This file photo shows fighters from the Lebanese Hezbollah resistance movement during a parade in Beirut, Lebanon.

Lebanon's Hezbollah has reiterated its condemnation of Saudi airstrikes against Yemen, saying the resistance movement will not remain silent over the aggression.

Hezbollah’s Media Relations issued a strongly-worded statement on Wednesday, saying Saudi Arabia is attempting to create divisions in the region and fragment the regional countries, Lebanon’s al-Manar TV reported.

The statement further noted that Saudi Arabia murders innocent people through purchasing consciences, importing armies and soldiers, and sowing discord.

Extermination operations as well as mass murders are being committed during the course of the Saudi aggression against innocent Yemeni civilians, the statement said.

It also described Saudi Arabia as the regime of ignorance and murder in the Arabian Peninsula which is exporting terrorism, extremists and subversive ideologies.

Hezbollah also said in the statement that the support of Lebanon’s Future Movement support for the Saudi aggression has no impact on the resistance movement’s stance on the Saudi crimes in Yemen. The two major Lebanese factions are currently holding talks to improve security and stability in the country.

During a wide-ranging interview with the Associated Press on Monday, Hezbollah Deputy Secretary Sheikh Naim Qassem slammed Saudi Arabia’s indiscriminate bombardment of Yemen as genocide.

"Saudi Arabia has embroiled itself and will incur very serious losses that have started to show and will increasingly reflect on its status, its internal situation and its role in the region," Qassem emphasized. "What happened in Yemen is a crime that cannot be ignored ... Saudi Arabia is committing genocide in Yemen, we cannot be silent after that."

The developments come as the Saudi military aggression against its Arab neighbor has drawn widespread regional and international condemnation.

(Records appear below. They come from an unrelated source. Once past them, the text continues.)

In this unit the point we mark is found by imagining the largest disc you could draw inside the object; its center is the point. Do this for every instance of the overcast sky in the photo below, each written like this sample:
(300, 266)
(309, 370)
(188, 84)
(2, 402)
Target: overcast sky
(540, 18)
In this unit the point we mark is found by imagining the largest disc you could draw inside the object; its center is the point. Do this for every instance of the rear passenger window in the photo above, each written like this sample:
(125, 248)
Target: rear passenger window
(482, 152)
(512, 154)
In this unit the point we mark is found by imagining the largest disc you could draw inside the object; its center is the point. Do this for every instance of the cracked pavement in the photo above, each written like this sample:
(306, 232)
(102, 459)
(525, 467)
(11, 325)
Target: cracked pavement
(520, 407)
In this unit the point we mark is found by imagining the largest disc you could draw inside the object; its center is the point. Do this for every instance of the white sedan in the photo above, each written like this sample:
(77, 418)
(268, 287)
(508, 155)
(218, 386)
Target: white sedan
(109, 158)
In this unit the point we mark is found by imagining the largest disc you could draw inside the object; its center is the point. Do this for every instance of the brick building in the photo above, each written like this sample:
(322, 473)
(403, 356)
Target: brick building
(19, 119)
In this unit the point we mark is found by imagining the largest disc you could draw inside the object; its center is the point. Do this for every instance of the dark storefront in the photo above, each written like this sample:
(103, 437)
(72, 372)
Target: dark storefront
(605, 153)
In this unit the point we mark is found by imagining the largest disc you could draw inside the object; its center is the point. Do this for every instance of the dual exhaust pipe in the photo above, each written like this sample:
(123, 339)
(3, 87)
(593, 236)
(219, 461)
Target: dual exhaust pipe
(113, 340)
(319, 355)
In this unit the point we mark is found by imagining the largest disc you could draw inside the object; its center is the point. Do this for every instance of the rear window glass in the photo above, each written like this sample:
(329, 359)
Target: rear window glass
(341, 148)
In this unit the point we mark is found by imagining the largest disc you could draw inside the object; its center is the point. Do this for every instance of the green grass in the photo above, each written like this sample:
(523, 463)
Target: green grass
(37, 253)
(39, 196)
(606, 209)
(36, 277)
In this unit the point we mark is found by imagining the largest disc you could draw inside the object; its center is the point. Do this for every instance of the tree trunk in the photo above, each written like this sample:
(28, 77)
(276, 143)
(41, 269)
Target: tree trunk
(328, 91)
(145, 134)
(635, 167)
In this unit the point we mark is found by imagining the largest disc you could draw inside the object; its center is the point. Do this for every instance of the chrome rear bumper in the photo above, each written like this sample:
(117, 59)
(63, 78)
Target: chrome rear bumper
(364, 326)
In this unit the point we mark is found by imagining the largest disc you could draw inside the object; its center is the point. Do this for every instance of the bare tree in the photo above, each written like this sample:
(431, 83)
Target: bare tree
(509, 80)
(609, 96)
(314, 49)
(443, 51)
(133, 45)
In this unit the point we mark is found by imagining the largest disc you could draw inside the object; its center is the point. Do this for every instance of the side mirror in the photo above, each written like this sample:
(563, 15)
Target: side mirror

Saudi Arabia’s air campaign against Yemen started on March 26, without a UN mandate, in a bid to restore power to Abd Rabbuh Mansur Hadi, a close ally of Riyadh.  

Smoke and flames rise from Yemen's Faj Attan Hill following a Saudi airstrike in Sana’a, April 6, 2015. © AFP

 

Close to 2,600 people, including women and children, have been killed in the attacks.  

The spokesman for Yemeni armed forces and popular committees, Colonel Sharaf Luqman, has criticized Saudi Arabia for leveling Yemen’s infrastructure to the ground.

He said in a press conference in Sana’a on Monday that civilians and Yemeni infrastructure have been the target of the Saudi aggression against Yemen. “Saudi Arabia is the international supporter of terrorism,” the military official stated.

A significant number of governmental buildings, schools, shops, gas stations, markets, stadiums and mosques have been destroyed in the Saudi attacks, the spokesman added, describing the Saudi brutalities in Yemen as “war crimes.”

Speaking from Beirut, Press TV’s correspondent Ali Rizk said on Thursday that the Saudi-backed Future Movement of Lebanon has launched an all-out campaign against Hezbollah’s stance toward Yemen.

He said Hezbollah, however, has stressed, that it will not be silent on the developments in the impoverished country and the Saudi aggression against it.

Hezbollah wants to send a message to the rival group that the movement will keep its stance toward Yemen with or without national political talks in Lebanon, Rizk said.

Hezbollah leader Seyyed Hassan Nasrallah said in a speech just days after the Saudi invasion began, that movement will not retreat from its position towards Saudi Arabia.

Rizk added that more fiery rhetoric from Hezbollah can be expected during Nasrallah’s second speech, due on Friday, on the situation in Yemen.